Enterprises have requirements to encrypt in transit data in many environments, particularly in PCI and other regulated environments. Encrypting in transit data is straightforward for an enterprise when the data is moving between data centers. An enterprise can deploy dedicated security appliances (such as VPN concentrators) to implement IPsec-based communication across open untrusted networks.
However, what if an enterprise needs to encrypt in transit data within a VLAN, data center, or PCI environment, or from a cloud location to an enterprise data center? Deploying a dedicated security appliance to protect every workload is no longer feasible, especially in public cloud environments. Additionally, configuring and managing IPsec connections becomes more difficult as the number of hosts increases.
Our Solution
SecureConnect leverages the built-in encryption libraries of host operating systems. On Windows hosts, SecureConnect utilizes Windows IPsec. On Linux hosts, SecureConnect utilizes StrongSwan and Linux kernel IPsec for traffic encryption.
With SecureConnect, Illumio delivers a feature that configures the Security Associations (SAs) necessary to enable traffic encryption between workloads. Once authenticated, encryption and cryptographic suites provide confidentiality and data integrity to network traffic flowing between workloads.
The PCE centrally manages all traffic encryption for workloads so that it can be policy driven. For example, a customer can require that all traffic between their web servers and database servers is encrypted. Selecting the SecureConnect option for these workloads allows the PCE to apply the requisite security policy to your organization to make that happen. SecureConnect reduces the complexity of configuring IPsec encryption and auto-scales per your policy definitions.
Use Cases
Employing SecureConnect is especially beneficial in these common scenarios:
- Facilitate PCI compliance by ensuring that confidential data is encrypted over the network.

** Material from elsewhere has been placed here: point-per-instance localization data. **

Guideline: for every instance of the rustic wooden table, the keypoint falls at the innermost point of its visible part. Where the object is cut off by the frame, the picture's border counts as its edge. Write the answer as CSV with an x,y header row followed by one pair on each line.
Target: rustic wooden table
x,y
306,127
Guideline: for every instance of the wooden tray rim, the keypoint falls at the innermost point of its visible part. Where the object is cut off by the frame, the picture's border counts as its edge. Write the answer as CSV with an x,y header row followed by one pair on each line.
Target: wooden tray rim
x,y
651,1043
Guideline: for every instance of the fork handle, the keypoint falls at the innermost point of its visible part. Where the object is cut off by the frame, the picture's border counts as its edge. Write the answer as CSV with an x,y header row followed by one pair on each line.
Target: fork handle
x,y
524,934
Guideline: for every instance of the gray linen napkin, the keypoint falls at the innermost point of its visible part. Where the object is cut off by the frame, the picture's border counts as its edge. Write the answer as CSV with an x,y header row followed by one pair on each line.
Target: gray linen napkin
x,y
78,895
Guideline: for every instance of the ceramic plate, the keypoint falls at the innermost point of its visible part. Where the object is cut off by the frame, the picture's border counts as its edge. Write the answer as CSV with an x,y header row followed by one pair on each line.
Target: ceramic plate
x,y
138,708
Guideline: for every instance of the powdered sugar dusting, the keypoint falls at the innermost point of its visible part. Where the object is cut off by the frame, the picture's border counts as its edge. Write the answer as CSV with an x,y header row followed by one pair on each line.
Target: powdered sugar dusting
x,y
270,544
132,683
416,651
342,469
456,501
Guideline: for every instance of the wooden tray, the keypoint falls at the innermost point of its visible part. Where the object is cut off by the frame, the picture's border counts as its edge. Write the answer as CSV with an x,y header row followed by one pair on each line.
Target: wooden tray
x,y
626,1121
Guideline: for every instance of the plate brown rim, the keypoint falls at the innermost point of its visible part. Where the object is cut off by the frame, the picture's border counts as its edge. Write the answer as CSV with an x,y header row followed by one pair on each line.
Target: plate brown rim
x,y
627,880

- Secure off-site backup and recovery of data across geographically distributed datacenters.
- Secure communications across applications and application tiers for regulatory compliance and tighter security.
- Enable secure data migration across different public cloud providers.
Features of SecureConnect
SecureConnect has the following key features.
Platforms Supported by SecureConnect
SecureConnect works for connections between Linux workloads, between Windows workloads, and between Linux and Windows workloads.
IPsec Implementation
SecureConnect implements a subset of the IPsec protocol called Encapsulating Security Payload (ESP), which provides confidentiality, data-origin authentication, connectionless integrity, an anti-replay service, and limited traffic-flow confidentiality.
In its implementation of ESP, SecureConnect uses IPsec transport mode. Using transport mode, only the original payload is encrypted between the workloads. The original IP header information is unchanged so all network routing remains the same. However, the protocol being used will be changed to reflect the transport mode (ESP).
Making this change causes no underlying interfaces to change or be created or any other underlying networking infrastructure changes. Using this approach simply obfuscates the data between endpoint workloads by encrypting the data between them.
If SecureConnect is unable to secure traffic between two workloads with IPsec, it will block unencrypted traffic when the policy was configured to encrypt that traffic.
IKE Versions Used for SecureConnect
SecureConnect connections between workloads use the following versions of Internet Key Exchange (IKE) based on workload operating system:
- Linux ↔ Linux: IKEv2
- Windows ↔ Windows: IKEv1
- Windows ↔ Linux: IKEv1
For a list of supported operating systems for managed workloads, see the VEN OS Support and Package Dependencies on the Illumio Support portal (login required).